The truck stopped. The door slid open and we rolled out the barrels. Other friends quickly put them into place and the lockdown crew attached themselves to complete the chain. In a matter of moments, that section of the Port of Tacoma was shut down for the rest of the day.
Slowly the cops, with the help of Sanitation and road construction workers, dismantled our blockade and filled a police van with those arrested.
Most of us kept a safe distance, singing and chanting and making sure our friends were not mistreated. A small crew made their way over the fence and to the nearby warehouse and unfurled a banner. The only violence of the day happened as they tried to get back and were grabbed by some dock workers. They all made it back, teaching their would-be captors a lesson -- these hippies hit back.
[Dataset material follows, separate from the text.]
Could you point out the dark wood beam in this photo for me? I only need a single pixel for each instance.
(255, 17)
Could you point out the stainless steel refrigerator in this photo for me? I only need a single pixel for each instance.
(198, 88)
As the last member of the blockade crew was removed from his barrel, a news crew asked him for a comment. He was a total anomaly to them -- wearing a suit and a Tonya Harding pin. He looked into the camera and with a little quiver in his voice explained that "I'm doing this for my god, my country, and Tonya!" at which point we all started chanting "Tonya! Tonya! Tonya!"
The total absurdity of it all gave one young woman (I think she was 17 or 18) the chance to scramble under the police van and lock her neck to the front axle. Now, the police van was the blockade.
The sun started to set, the arrestees were moved to another van, the axle was removed allowing the young woman with lock still around her neck to be taken away with the other arrested activists and we switched to legal support mode.
Years later, an alliance between these activist and some dock workers would be built; the logging company would go bankrupt due to its shortsighted policies. Clearcutting of the old growth forests continues but has been slowed a bit. This was mostly due to the spotted owl, but it still feels like we had changed the world, even if only just a bit.